BMW i3: 900 km CLTC und 400 kW Schnellladung
Der BMW i3, das zweite reine Elektro-Serienmodell von BBA für China, feiert ebenfalls seine Weltpremiere. Die CLTC-Reichweite beträgt sensationelle 900 km – der chinesische Prüfzyklus liegt üblicherweise 20–35 % über dem europäischen WLTP, was geschätzt ca. 670–720 km (WLTP) entspricht. Das 800-Volt-System unterstützt bis zu 400 kW Gleichstrom-Ladung, womit in zehn Minuten rund 400 km Reichweite nachgeladen werden können. Der Preis soll zwischen ca. 40.900 und 53.800 € (ca. 320.000 bis 420.000 Yuan) liegen.
Audi E7X: Smart-SUV mit Momenta-Pilot
Die neue AUDI-Marke, das Joint Venture von Audi mit SAIC, zeigt den E7X. Das SUV ist 5.049 mm lang, Radstand 3.060 mm, und verfügt über einen Lidar-Sensor. Das Assistenzsystem stammt von Momenta und beherrscht Highway- und City-Navigation. Zwei Akkugrößen (100 und 109,3 kWh) ermöglichen 615–751 km CLTC – entspricht geschätzt ca. 460–570 km (WLTP). Der Preis wird auf ca. 38.400 bis 51.200 € (ca. 300.000 bis 400.000 Yuan) geschätzt. Marktstart: erste Jahreshälfte 2026.
Volkswagen ID. ERA 9X: Großraum-SUV mit Range Extender
Der Volkswagen ID.ERA 9X ist bereits vorbestellbar. Das SUV (5.207 mm lang, Radstand 3.070 mm) nutzt einen Range Extender (EREV) – Elektromotor mit Verbrenner als Generator. Die intelligente Fahrassistenz stammt von einer Kooperation mit Momenta, 26 Sensoren ermöglichen unter anderem Parkassistent und Navigation auf schmalen Straßen. Der Preis liegt bei ca. 42.200 bis 48.600 € (ca. 329.800 bis 379.800 Yuan*). Hinweis: Preise beziehen sich auf den chinesischen Markt und können in Europa abweichen.
Fazit: Lokale Modelle, globale Technologien
Die Auto China 2026 zeigt, wie deutsche Hersteller mit Joint-Venture-Partnern und lokalen Softwarefirmen wie Momenta ihre Elektro-Offensive in China vorantreiben. Technologien wie die Rimac-Batterie, Lidar und Range Extender könnten mittelfristig auch in europäische Modelle einfließen. Für den deutschen Markt sind die vorgestellten Fahrzeuge jedoch nicht bestimmt – sie bleiben Exoten, die die Entwicklungsrichtung markieren.

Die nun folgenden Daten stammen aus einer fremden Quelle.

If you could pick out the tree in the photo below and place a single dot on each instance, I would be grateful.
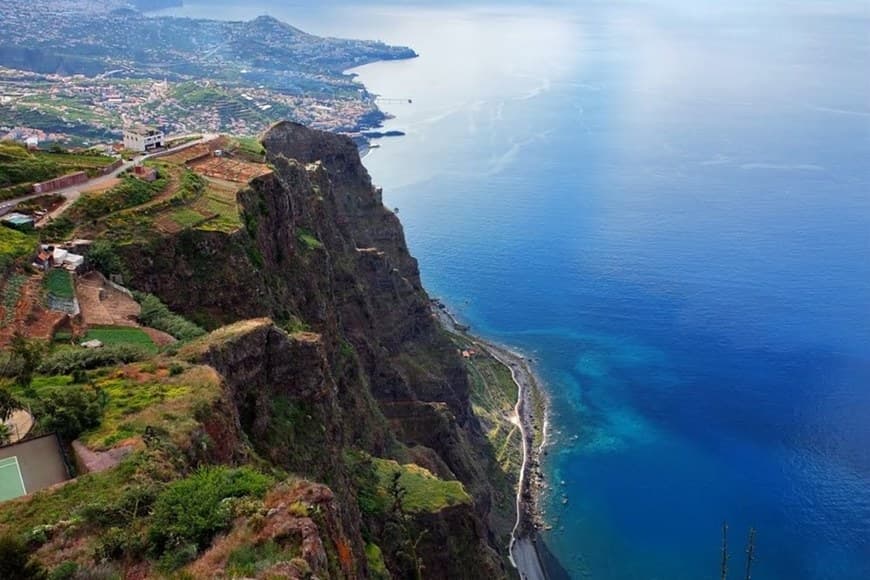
(70, 411)
(399, 524)
(8, 404)
(26, 356)
(750, 553)
(103, 257)
(5, 434)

Keines der auf der Auto China 2026 gezeigten Modelle ist für den deutschen oder europäischen Markt bestätigt. Es handelt sich um exklusive China-Modelle, die auf lokale Vorlieben zugeschnitten sind. Die Technologien – wie Lidar, Momenta-Software, Rimac-Batterien oder Range Extender – könnten jedoch in zukünftige globale Modelle einfließen.